Investigations of type I error of bottleneck detection methods are few, and have mostly concerned mutation models in microsatellite markers. For example, the probability of type I error can be substantial or extreme (from 40 to 100%) when the wrong mutation model is assumed or when multi-step mutations occur [21]. Also, assuming the wrong population-mutation parameter theta (θ = 4N e μ, where μ is the mutation rate) in the M-ratio test may result in either type I or type II errors, depending on whether the assumed θ is larger or smaller than the actual value [23]. Remarkably, in spite of frequent use of bottleneck tests, and the conservation decisions that are based on them, little is known about their type I error rates when assumptions of the biological model are violated.

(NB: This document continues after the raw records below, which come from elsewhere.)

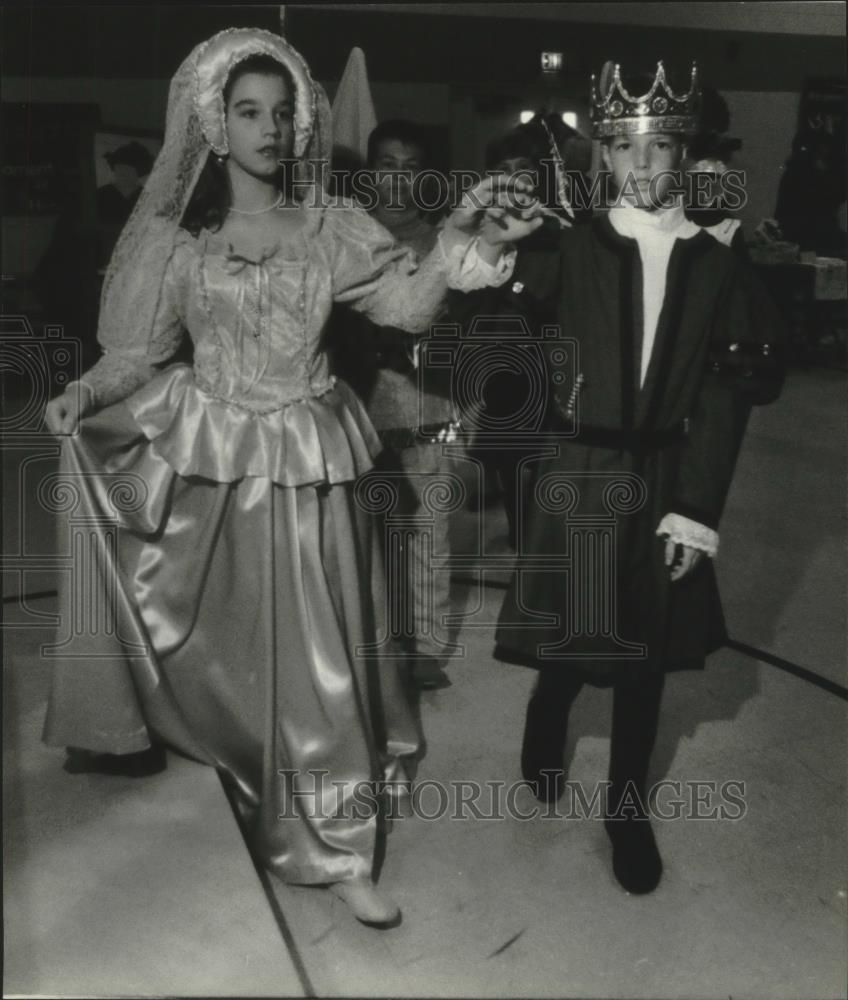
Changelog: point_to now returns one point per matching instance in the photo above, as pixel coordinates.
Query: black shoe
(127, 765)
(542, 750)
(636, 859)
(428, 675)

For example, the influence of mating patterns [13], age structure [14], and reproductive success [21, 22] is rarely known.

Here we focus on type I error rates that may arise in bottleneck tests when the variance of reproductive success (hereafter V k ) is larger than the Poisson variance assumed by simple models underlying the bottleneck detection methods. Larger than Poisson V k could cause strong intergenerational genetic drift, because it introduces additional stochasticity (e.g. unaccounted loss of alleles) when only few parents contribute to the next generation [24]. When extreme, this process has been referred to as Sweepstakes Reproductive Success (SRS), in which many individuals “lose” and produce zero or very few offspring, while one or a few individuals "win" and produce many offspring [25, 26]. Such extreme reproductive variance can be caused by complete or near-complete dominance of one pair, or positively correlated sibling survival, in which all offspring of a particular brood survive or perish [24, 25]. Variance can also be extreme when only one male contributes offspring [12]. Large V k reduces the N e /N c ratio, which may explain N e /N c in the order of 10-2 - 10-3 observed in many amphibians, fish, marine invertebrates, and plants. Even more extreme N e /N c ratios, as low as 10-3 to 10-5, have been reported for lobster, cod, red drum, and oyster [27]. “Chaotic” genetic differences at small geographic scale and at different time intervals often observed in marine organisms has been explained as relating to high V k [26].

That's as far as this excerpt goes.